Ma finiamo in gloria col calcio. La Juventus ci ha messo una stagione per qualificarsi per la finale di Champions League di Cardiff. Filmmaster Events, l’azienda italiana che è un’eccellenza mondiale in quel segmento speciale rappresentato dagli spettacoli celebrativi, e infatti non c’è cerimonia inaugurale per cui il gruppo non sia chiamato, da tre anni firma lo show d’apertura della finale. Berlino, Milano, Cardiff. Prima il mondo del calcio sognava solo una cosa tipo l’Half Time Show del Superbowl, lo spettacolo nell’intervallo della finale del campionato di football americano. Adesso, con Film Master può ambire al pareggio. E non si parla di audience, si parla appunto di spettacolo.

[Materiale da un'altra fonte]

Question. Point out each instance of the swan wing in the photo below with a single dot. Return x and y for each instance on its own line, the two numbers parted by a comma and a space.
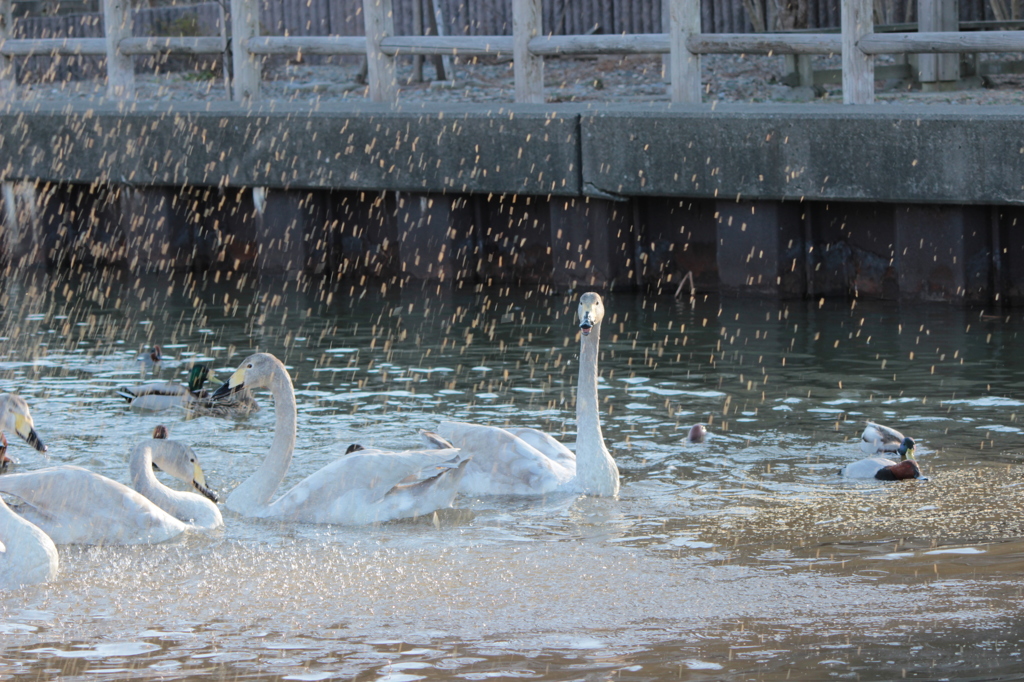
502, 463
547, 444
27, 554
73, 505
878, 438
374, 485
865, 468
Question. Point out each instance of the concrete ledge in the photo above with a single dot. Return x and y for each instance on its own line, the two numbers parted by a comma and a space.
947, 155
529, 151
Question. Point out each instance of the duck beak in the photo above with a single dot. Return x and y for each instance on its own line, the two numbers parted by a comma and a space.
232, 385
25, 429
199, 482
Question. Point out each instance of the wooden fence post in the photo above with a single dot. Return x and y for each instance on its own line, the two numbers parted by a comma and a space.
526, 68
858, 69
937, 71
120, 67
8, 79
246, 74
381, 72
684, 20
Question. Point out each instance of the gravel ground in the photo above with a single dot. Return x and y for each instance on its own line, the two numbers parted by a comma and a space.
628, 79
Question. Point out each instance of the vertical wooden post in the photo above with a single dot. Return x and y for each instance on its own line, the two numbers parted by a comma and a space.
934, 71
418, 31
245, 66
858, 69
684, 20
381, 73
526, 68
8, 80
120, 68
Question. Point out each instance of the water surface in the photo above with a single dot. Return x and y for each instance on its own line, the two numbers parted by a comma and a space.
743, 557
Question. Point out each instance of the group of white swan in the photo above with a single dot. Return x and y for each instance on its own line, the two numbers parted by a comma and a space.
72, 505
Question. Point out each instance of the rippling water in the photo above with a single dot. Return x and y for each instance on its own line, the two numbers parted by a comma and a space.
744, 557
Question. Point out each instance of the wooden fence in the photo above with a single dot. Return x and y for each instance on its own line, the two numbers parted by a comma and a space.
526, 30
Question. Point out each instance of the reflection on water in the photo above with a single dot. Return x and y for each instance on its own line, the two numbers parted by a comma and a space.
741, 557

A Cardiff ci saranno i Black Eyed Peas: li vedremo e li sentiremo tutti, senza sbavature, e il loro palco, frequentato pure da 150 ballerini, sarà sullo stesso campo su cui poi Juventus e Real Madrid giocheranno la partita più importante dell’anno. Ventidue giocatori dietro a un pallone, un esercito di 700 persone per coprire con un tappeto speciale il campo su cui si vedranno giochi di luce e altre meraviglie. Sette mesi di preparazione per 15 minuti che facciano dire wow a tutti senza che nessuno debba chiedere, annoiato, quando comincia la partita, al contrario la mission di Filmmaster, in squadra col Circo de Bazuka, è proprio quella di far salire, e in pratica neutralizzare, l’adrenalina del pubblico presente e di quello televisivo. Non solo: la partita avrà i minuti di recupero, chi perderà sarà comunque premiato. La cerimonia d’apertura deve spaccare il secondo e non sono permesse sbavature.

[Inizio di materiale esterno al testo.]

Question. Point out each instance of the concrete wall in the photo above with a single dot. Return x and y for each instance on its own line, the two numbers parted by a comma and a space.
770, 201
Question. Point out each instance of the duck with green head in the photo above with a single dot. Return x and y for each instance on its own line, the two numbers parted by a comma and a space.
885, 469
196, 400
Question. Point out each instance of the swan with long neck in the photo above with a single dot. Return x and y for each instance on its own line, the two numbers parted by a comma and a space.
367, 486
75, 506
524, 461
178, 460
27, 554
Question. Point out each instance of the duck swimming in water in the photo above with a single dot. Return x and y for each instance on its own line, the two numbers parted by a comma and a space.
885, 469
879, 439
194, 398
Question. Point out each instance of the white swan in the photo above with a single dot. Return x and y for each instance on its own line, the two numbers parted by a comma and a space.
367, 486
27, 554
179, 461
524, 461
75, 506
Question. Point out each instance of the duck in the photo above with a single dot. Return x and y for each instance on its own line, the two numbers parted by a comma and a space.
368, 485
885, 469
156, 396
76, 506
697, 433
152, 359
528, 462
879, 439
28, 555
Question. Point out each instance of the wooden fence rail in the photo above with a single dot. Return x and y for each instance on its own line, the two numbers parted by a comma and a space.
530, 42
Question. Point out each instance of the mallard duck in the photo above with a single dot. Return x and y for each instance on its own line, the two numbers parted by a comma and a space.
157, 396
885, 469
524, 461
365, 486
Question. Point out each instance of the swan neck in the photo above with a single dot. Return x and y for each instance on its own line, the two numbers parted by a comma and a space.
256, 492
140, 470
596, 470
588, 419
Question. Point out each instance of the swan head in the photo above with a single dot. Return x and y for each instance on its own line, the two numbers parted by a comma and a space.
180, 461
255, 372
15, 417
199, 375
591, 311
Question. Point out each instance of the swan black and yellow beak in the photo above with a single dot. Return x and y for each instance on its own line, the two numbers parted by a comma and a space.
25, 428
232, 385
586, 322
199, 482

Qualcuno in tribuna o davanti alla tv sarà più attento di altri. Sono gli organizzatori dei prossimi eventi di rilevanza mondiale, nello sport e non solo. Noi un consiglio lo diamo volentieri a tutti. Se volete fare colpo, chiamate Filmmaster per due motivi: il primo, garantisce il made in Italy. Il secondo, garantiscono il made in Italy.